Необычные мужчины вызвали у женщин повсеместный жгучий интерес. Те из женщин, кто посмелее, отважились проникнуть в их жестокую и заманчивую жизнь. Подруга Надюха тут опередила Марину. Пока та крутила необязательный, еще вполне детский, с поцелуйчиками и прогулочками в обнимочку, красивый роман с элегантным первокурсником МГИМО, подруга обзавелась развязным волосатым дядькой из тех, что предпочитают спускать остатки молодости на тормозах. Дядька обедал в «Макдоналдсе», имел пейджер и престижное японское авто с правым рулем. Продавал «мышки» и коврики для них. Марина только с пятого раза поверила, что продажа ковриков для «мышек» — это не шутка, а вполне себе бизнес. Дядька, со слов подруги, вел себя куда как круто. Возил свою даму в ресторацию, затем к себе домой, где ставил бутылку амаретто, кассету Криса де Бурга и любил, не снимая пейджера. Вскоре Марина перестала узнавать подругу. Та покрасилась в платиновую блондинку, расхаживала в сапогах-ботфортах и с вызывающей уважение небрежностью вставляла в разговор неприличные слова «спосредничать» и «кидняк». Изящный романтик из МГИМО, цитировавший Кобо Абэ на языке оригинала, потускнел в глазах Марины: он делал ставку на своего палу, карьерного дипломата, в то время как бесцеремонно лязгающая вокруг жизнь доказывала, что настоящий мужчина делает ставку только на самого себя.
Пришлось даже переступить через собственную гордость и попросить Надюху, чтоб торговец ковриками подобрал для хорошей девушки приятного культурного друга, неженатого; делец немедля поставил целый отряд, выбирай — не хочу, все громогласны, небриты и при пачках засаленной наличности.
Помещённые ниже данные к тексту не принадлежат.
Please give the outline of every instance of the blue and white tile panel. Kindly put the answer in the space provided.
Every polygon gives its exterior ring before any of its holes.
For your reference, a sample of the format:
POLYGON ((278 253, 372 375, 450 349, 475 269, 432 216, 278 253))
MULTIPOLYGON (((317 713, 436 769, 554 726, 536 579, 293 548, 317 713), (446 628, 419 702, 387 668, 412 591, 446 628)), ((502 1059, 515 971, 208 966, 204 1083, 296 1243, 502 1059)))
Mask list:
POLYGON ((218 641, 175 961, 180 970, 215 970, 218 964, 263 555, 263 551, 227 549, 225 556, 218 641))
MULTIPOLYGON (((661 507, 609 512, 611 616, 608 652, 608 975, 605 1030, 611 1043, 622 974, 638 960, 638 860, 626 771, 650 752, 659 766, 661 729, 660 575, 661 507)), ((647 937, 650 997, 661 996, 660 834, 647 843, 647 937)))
Марина научилась томно заказывать «Мартини бьянко» и мерцать, сквозь сигаретный дым, глазами, слушая рассказы о наездах, предъявах, распальцовках, а также акцизах, аккредитивах и межбанковских расчетах. Любви среди этих мужчин она не нашла бы, даже если бы и очень хотела.
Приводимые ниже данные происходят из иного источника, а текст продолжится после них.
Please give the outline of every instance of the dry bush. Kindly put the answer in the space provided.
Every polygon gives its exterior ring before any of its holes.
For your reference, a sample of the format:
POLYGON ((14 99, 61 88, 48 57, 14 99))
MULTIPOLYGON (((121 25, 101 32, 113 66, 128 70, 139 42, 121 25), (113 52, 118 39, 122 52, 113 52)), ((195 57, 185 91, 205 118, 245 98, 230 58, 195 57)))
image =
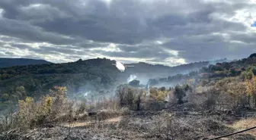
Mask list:
POLYGON ((137 110, 140 110, 140 104, 146 98, 145 91, 126 85, 120 86, 116 95, 120 107, 137 110))
MULTIPOLYGON (((66 89, 56 86, 51 90, 51 96, 46 95, 42 100, 36 102, 34 98, 27 97, 25 100, 18 101, 18 110, 15 114, 11 114, 5 118, 5 123, 2 123, 5 127, 5 131, 12 129, 18 129, 20 131, 26 131, 37 126, 50 126, 53 119, 62 110, 69 110, 69 104, 66 101, 66 89)), ((1 120, 0 120, 1 121, 1 120)))
MULTIPOLYGON (((249 118, 249 119, 244 119, 235 122, 232 127, 238 129, 238 130, 243 130, 245 129, 251 128, 256 126, 256 119, 255 118, 249 118)), ((247 134, 251 134, 256 137, 256 130, 252 129, 250 131, 246 132, 247 134)))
Правда, они говорили, что любят. Звучало очень убедительно. Они вообще могли убедить кого угодно в чем угодно. Но Марина не верила.
Они, может быть, умели любить или даже хотели любить, но не могли. Все их эмоции, все душевные и нервные силы расходовались без остатка в увлекательной, но изнурительной борьбе за деньги.
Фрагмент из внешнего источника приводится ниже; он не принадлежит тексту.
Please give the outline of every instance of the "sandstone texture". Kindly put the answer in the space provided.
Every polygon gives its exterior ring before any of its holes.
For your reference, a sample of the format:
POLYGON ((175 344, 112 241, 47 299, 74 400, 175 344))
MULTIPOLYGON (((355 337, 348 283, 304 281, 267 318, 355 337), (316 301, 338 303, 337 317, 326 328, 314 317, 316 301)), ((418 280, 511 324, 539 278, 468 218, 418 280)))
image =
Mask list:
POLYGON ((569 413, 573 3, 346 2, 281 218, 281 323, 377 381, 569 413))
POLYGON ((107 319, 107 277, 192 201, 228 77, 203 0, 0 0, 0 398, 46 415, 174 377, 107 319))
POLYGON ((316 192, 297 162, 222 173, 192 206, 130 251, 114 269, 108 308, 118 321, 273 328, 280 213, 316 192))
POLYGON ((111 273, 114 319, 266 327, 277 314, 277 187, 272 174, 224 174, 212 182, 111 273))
Они были люди бешеных страстей. Резких, животных жестов, тяжелых взглядов и фраз, вылетающих из ртов, как вылетает пуля из автоматного ствола. Они хотели всего и сразу, они и ее, Марину, хотели, страстно хотели, и иногда говорили ей об этом прямо, — но любить, по-настоящему, по-человечески, не могли.
Они имели деньги и не упускали случая как бы случайно продемонстрировать ей тяжелые пухлые пачки (кошельки и прочие портмоне ими презирались). Но Марина не чувствовала в себе настоящей тяги к деньгам. Так ее воспитали. Она не рассматривала деньги как обязательное условие жизни и никогда бы из-за денег не испортила ни с кем отношения. Она не отказывалась от цветов, но часто — от подарков. Новые, грубые и сильные, ее мужчины интересны ей были не богатством, не щедростью своей, подчас некрасивой, откровенно купеческой, — а именно страстями. Они жадно и много ели, жадно и много пили, мало спали, работали всегда, когда бодрствовали, очень быстро ездили на своих больших быстрых автомобилях и, когда ей случалось им уступать, допускать до себя — делали все быстро, жадно и очень страстно. Здорово, ловко, со знанием дела. Красиво. Но — без любви.
А девочка со шрамом искала именно любви. Чтоб любимый человек как можно чаще был рядом, а если отсутствовал — думал бы о ней, постоянно.
Замечая на запястьях и пальцах дочери непонятного происхождения браслетики и колечки, мама — внимательная и крайне неглупая женщина — продолжала правильную психологическую обработку. В отличие от Марины, коренной москвички, мама пробилась внутрь Садового кольца с тяжелыми, изнурительными боями, хладнокровно пожертвовав красотой и нервной системой.